CYBER ATTACK SIMULATION ON ONDA DIAS PLATFORM
ONDA by Serco® is a registered trademark of Serco Italia S.p.A. and is one of the five ESA Data and Information Access Services (DIAS). Serco is responsible for ONDA operations and services and is the contractual entity leading with ONDA end-users.
Space mission Ground Segment represent the set of infrastructure, equipment and functions to allow the processing, archiving and dissemination of Satellite data. The data archiving function in particular has the objective to store and preserve the mission products for the long term (i.e. a longer period than the contractual coverage of the activity). The infrastructure security problem is therefore largely impacting the performance of the afore-mentioned services but it may have critical impacts especially on Data Access and Long-Term Archive service.
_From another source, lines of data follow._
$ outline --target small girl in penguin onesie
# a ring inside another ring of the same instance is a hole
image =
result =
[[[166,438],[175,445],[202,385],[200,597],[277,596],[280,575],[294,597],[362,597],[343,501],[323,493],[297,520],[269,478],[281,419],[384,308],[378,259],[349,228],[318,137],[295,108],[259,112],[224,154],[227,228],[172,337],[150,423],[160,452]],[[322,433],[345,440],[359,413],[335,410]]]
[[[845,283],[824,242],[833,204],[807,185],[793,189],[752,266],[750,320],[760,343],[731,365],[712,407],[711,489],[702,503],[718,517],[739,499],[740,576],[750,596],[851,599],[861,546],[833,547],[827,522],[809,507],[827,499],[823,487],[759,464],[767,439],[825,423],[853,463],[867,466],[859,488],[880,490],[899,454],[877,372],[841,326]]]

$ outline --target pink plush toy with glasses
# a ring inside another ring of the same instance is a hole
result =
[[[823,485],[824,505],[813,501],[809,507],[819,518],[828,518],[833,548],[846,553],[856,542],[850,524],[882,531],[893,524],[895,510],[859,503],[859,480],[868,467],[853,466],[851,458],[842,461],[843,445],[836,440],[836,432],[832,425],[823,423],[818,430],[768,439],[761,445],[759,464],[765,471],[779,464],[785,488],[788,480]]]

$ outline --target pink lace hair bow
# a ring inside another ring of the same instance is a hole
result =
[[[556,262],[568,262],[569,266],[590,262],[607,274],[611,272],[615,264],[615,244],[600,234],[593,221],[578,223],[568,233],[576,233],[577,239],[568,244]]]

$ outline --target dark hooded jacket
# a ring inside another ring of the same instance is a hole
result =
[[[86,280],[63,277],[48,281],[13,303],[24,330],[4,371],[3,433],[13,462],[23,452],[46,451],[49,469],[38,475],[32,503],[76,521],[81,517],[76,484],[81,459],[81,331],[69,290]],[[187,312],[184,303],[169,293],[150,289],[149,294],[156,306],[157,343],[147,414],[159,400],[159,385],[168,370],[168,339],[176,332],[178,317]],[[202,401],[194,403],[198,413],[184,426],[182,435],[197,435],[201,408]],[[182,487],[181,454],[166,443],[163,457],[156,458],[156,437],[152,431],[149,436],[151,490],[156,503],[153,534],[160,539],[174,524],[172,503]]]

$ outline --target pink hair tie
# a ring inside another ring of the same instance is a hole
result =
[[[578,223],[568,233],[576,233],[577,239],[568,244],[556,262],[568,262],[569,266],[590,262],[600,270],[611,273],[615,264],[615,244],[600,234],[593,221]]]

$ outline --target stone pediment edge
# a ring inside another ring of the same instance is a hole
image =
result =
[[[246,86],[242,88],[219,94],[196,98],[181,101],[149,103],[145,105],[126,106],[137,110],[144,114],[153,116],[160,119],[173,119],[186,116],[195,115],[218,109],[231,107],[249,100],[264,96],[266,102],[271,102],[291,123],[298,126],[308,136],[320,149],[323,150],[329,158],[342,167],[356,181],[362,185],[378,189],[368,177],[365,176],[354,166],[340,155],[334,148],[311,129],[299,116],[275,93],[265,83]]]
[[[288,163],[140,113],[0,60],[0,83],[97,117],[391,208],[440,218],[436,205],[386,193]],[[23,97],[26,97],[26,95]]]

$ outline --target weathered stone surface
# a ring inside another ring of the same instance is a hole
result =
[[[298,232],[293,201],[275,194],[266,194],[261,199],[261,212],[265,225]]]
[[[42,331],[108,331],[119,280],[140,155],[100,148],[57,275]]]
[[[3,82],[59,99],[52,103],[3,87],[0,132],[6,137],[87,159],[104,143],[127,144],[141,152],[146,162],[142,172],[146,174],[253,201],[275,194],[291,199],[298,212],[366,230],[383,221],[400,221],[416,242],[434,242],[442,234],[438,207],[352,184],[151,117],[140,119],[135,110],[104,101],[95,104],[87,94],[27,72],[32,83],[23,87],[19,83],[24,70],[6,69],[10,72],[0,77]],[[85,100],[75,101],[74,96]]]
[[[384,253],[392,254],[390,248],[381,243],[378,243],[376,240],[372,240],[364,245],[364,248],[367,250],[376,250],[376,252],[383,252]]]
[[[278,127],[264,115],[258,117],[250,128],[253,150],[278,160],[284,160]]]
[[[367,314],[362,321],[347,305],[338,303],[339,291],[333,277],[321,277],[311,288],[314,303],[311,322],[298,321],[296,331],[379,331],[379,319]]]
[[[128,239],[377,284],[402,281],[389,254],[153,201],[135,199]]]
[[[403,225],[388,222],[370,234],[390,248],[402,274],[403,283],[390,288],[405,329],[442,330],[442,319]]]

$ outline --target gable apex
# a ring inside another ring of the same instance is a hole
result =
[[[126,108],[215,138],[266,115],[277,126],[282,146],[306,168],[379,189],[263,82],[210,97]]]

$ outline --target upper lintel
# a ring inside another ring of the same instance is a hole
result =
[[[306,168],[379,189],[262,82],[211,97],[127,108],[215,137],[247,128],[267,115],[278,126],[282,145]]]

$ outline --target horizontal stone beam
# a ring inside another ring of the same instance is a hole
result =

Indeed, in case of a major attack causing the unavailability of these services, the performance of the entirely mission is affected: e.g. in case of Data Access unavailability the users cannot have access to satellite data.
Security is the combination of confidentiality, the prevention of the unauthorised disclosure of information, integrity, the prevention of the unauthorized amendment or deletion of information, and availability, the prevention of unauthorized withholding of information.
ONDA offers free and open access to a wealth of datasets from different sources – from the Copernicus Sentinels family, to EO missions to the Copernicus Services projects – and provides, upon user registration, easy-to-use resources for accessing, downloading and processing the data and information.
All data, information, applications and transactions are securely protected and our ONDA solution provides the anti-Denial of Service (DoS) attacks.
ONDA is the Data and Information Access Service (DIAS) led by Serco Italia and is hosted in OVH. The hosting company OVH was the victim of a 1 Tbps DDoS attack that hit its servers, this is the largest one ever seen on the Internet. The attackers used an Internet of Things (IoT) botnet composed also of compromised CCTV cameras. This botnet with 145607 cameras/dvr is able to send >1.5Tbps DDoS. Type: tcp/ack, tcp/ack+psh, tcp/syn.
In any case, the attack was managed by the Cloud provider OVH which, despite being severely tested, did not create inefficiencies or strong latencies to the services provided.
Application and overall impact
7SHIELD proposes a framework enabling the deployment of innovative services for cyber protection of ground segments, integrating state-of-the-art technologies with the aim to prevent, detect, respond and mitigate cyber threats to the security and, in general, the integrity of the assets and operations carried out. The security of ONDA DIAS Cloud infrastructure and applications will be stressed out during the test phase and we wish to discover vulnerabilities currently unknown to us.
Moreover, we believe that, in order to enhance the pre-crisis management for prevention of cyber threats, our ONDA ground segment can evolve to adopt the innovative Single-Sign-On (SSO) service proposed by the 7SHIELD project which should ensure secure authentication, integrity and confidentiality of end user personal data adopting the modern cryptography, hybrid encryption and blockchain techniques on cloud-based solutions.
1st Operational test
ONDA is one of the DIAS (Data and Information Access Services), a platform providing access to satellite data and Cloud resources for users to develop and host their own applications.
The ONDA DIAS Cloud infrastructure has been updated in order to use the modules for preventing, detecting and reacting to any cyber attack developed in the 7SHIELD project. The 7SHIELD framework demonstrated to improve the protection of the services offered to ONDA end users: namely the Discovery (Catalogue Graphical User Interface), View (allowing visualization of data on the world map through a standard Web Map Service) and Download (for which user registration to ONDA is required).
Three types of cyber attacks were simulated:
- Man in the middle attack
- Denial of Service attack
- Ransomware attack
Pilot execution dates & partners involvement
The Pilot demonstration took place in the period from 19 September to 22 October. 9 partners have been actively involved in the tests execution and more than 50 people attended to the real exercise for demonstration organized by SERCO on 13, 15 and 22 October.
As a result of the PUC, 9 Key Results of the 7SHIELD project have been tested. In particular:
7SHIELD ensures the assessment of the risks and weakness of a service operating in the Earth Observation context and provides the users with an instrument to predict cyber-attacks by identifying suspicious activities on social media. The usage of the innovative Single Sign-On system ensures the secure authentication, integrity and confidentiality of user data.
The technologies provided by 7SHIELD are potentially detecting any type of cyber-attack and demonstrated to offer a complementary protection to the currently adopted detection methodology already in operation on ONDA. The emergency response plan and its visualization in the graphical user interface proved to be an advantage, improving the actual efficiency in response in case of a cyber-attack.